Via a contact in the Netherlands, the DCE got in touch with a Dutch entrepreneur in Melbourne. This entrepreneur, Thijs van der Heijden, recently started a company called E-Stralian which allows employees to lease a bike with tax reduction in order to stimulate cycling in Melbourne. On Sunday, Thijs showed Mirjam and Edward Melbourne by e-bike. This was a great way to get the feeling of the city, to highlight some of the best cycling conditions and to show some examples which could use some improvements.

The tour led through different areas of Melbourne, ranging from developing regions to upcoming regions and from beachfront to industrial places. It was quite interesting to see what choices were made and how cycling infrastructure was put in place from time to time. Thijs provided e-bikes so the DCE could reach the rest of the meetings during the days in Melbourne by e-bike.

On Monday, the program started with a presentation/roundtable meeting with VicRoads. VicRoads is the road authority of the state Victoria. Currently, VicRoads is paying more and more attention to cycling. However, VicRoads is still facing a lot of challenges on their way to making Melbourne a cycling friendly place. It was good to discuss these challenges together and to provide examples of best practices both from The Netherlands and from the rest of the world.

The second meeting on Monday was a lunch meeting with Bicycle Network. Bicycle Network started as the advocacy organization for cycling in Melbourne, but recently they opened an office in Tasmania as well and shifted their focus towards cycling advocacy on a national level. Their organization employs +/- 50 people, which are for the largest part working from the office space in Melbourne CBD.

During lunch, the issues with cycling in Melbourne were discussed, just as the organizations active in cycling in Melbourne. After the lunch meeting, we were given the opportunity to address the team of Bicycle Network with a presentation on the Dutch Cycling Embassy and some of the developments around the world.

In the late afternoon, a meeting with Metro Melbourne Rail Authority (MMRA) was held.

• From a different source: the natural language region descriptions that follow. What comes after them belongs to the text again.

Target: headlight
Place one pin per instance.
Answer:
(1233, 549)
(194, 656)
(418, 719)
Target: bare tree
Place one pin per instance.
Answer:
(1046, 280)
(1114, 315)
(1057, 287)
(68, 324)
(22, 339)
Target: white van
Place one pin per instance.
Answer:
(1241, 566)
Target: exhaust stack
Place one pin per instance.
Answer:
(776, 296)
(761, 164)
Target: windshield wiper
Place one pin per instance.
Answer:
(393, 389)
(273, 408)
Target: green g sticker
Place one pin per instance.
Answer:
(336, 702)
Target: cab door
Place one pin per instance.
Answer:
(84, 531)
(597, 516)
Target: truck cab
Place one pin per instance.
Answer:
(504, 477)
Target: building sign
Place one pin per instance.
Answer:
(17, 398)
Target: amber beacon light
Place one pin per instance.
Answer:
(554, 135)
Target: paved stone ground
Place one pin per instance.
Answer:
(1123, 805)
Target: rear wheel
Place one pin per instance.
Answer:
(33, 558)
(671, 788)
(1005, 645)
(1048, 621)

MMRA is the Victorian Government Body responsible for the delivery of a newly planned Metro tunnel and an upgrade of the ‘Ballarat-line’, a railway line between Melbourne and Ballarat.

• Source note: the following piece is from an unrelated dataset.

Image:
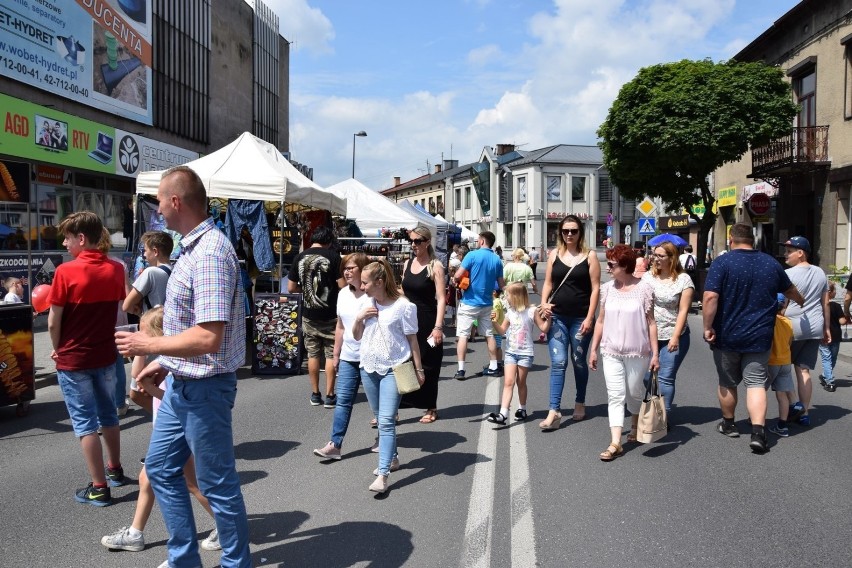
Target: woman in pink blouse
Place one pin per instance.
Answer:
(627, 335)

The newly planned tunnel underneath Melbourne will put a lot of extra pressure on the already heavily used roads and public transport system. As a result, MMRA is investigating alternatives such as cycling to invest in to deal with the foreseen mobility problems. The MMRA showed particular interest in improving the combination of bike and Public Transportation, as this is currently quite poor.

Tuesday was used to catch up with people and organizations, such as RPS Group, Monash University, and Cycling Promotion Fund. It was useful to discuss the opportunities and challenges with these organizations while being there.

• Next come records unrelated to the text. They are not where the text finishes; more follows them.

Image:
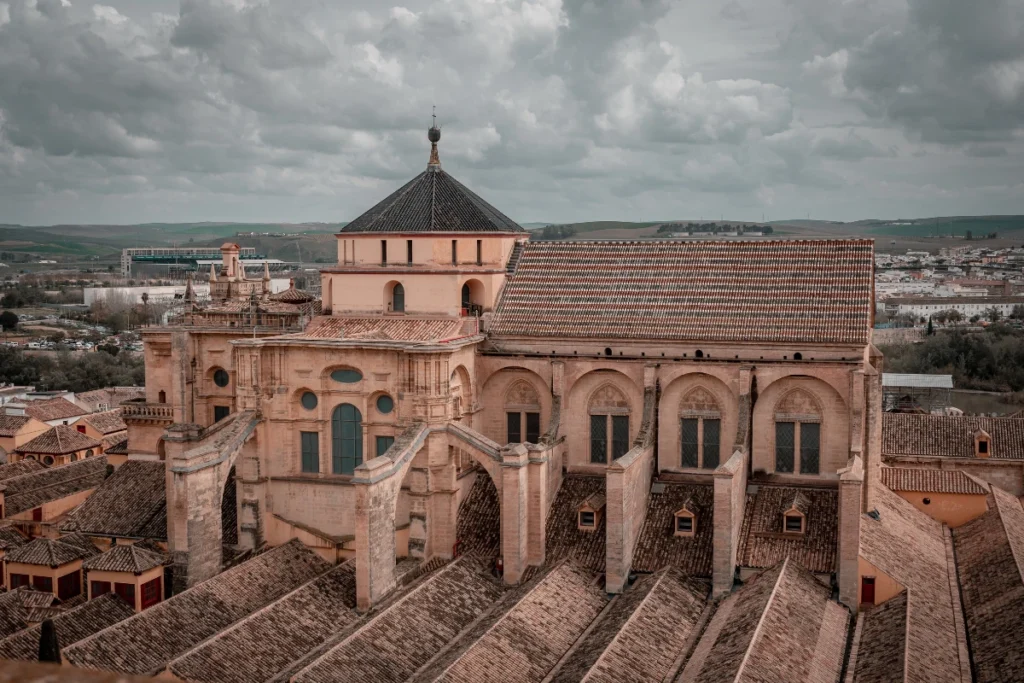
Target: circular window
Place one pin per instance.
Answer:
(346, 375)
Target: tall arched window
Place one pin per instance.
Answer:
(522, 414)
(798, 434)
(700, 429)
(609, 425)
(398, 298)
(346, 439)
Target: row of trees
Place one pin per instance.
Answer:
(991, 360)
(74, 373)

The last meeting was on Wednesday morning, shortly before flying out back to the Netherlands, with the staff of the Chief Resilience Officer in Melbourne. The Chief Resilience Officer is the executive officer of the Resilient Cities Program in his or her city. This program, issued by the Rockefeller Foundation focuses on achieving better cities worldwide.

One of the topics of the Resilient cities program in Melbourne is creating a bicycle network in the metropolitan region of Melbourne. Considering the clear link with cycling within the program, it was good to get to know more about this program!

Even though the visit was very short, it was good to get a brief impression of the cycling conditions and potential in Melbourne.